Despite its critical consequence and a huge size of workers potentially affected, knowledge about current situation in the microelectronics is very limited; nearly all the previous studies evaluating reproductive risk in the microelectronics came from the U.S. and Taiwan and covered the period between 1970 and the 2000s. In Korea, few studies have been reported since the abovementioned incident [19], but none was conducted in the microelectronics industry [2225]. Since then, working conditions have considerably changed. For example, ethylene glycol ether (hereafter EGE), a well-known chemical responsible for adverse reproductive outcomes has been phased out [26]. Also many parts of dangerous process have been automated; for instance, workers from a semiconductor company of Korea recalled that fabrication process was not sealed and they routinely handled chemicals and devices with their hands [27], which is not the case today. On the other hand, new materials and work processes have been continuously introduced by rapid technical development, of which health impacts are rarely known [20]. Currently, there is little information whether the reproductive risk has declined or not in this industry, although debates on cancer risk—in particular, hematologic malignancies—among semiconductor workers in Korea have been lively over the last decade [2831].
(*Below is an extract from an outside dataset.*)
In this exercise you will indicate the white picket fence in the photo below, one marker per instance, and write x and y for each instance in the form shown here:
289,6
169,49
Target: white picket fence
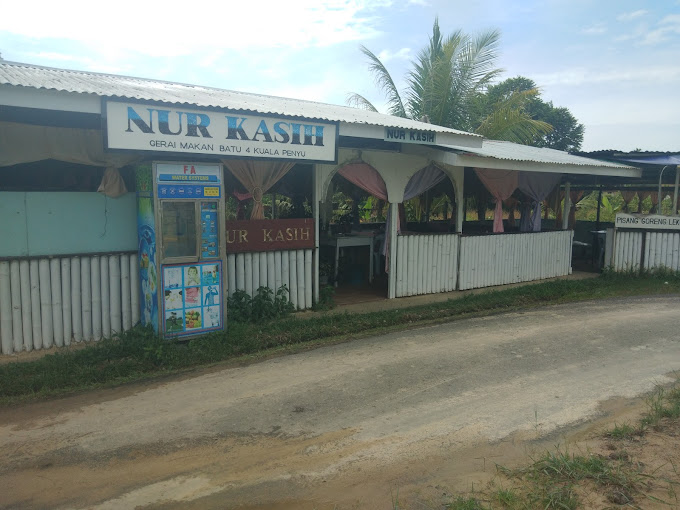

In this context, our study aimed to fill the evidence gap in this field. Based on secondary data analysis, we examined the current reproductive risks with a focus on SAB and MA among female workers in the microelectronics industry in Korea.

Methods

Study subjects

From claim data of the National Health Insurance (hereafter, NHI) program, we obtained the annual numbers of women aged 20 to 39 years who had ever utilized healthcare services for SAB and MA, between 2008 and 2012. The NHI is a single-payer social insurance program, managed by the national government. It covers 97% of population, with the remaining 3% covered by the Medical Care Assistance program. The insured (= insurance holders) are classified into two groups; employees or employers, and the self-employed. Individuals who do not have their own income and are supported mainly by the former group are designated as ‘dependents’ [32]. Total population of women aged 20 to 39 were 7,270,163 in 2011, and 37.0% and 34.6% of them were holders and dependents of employment-based NHI program, respectively [33].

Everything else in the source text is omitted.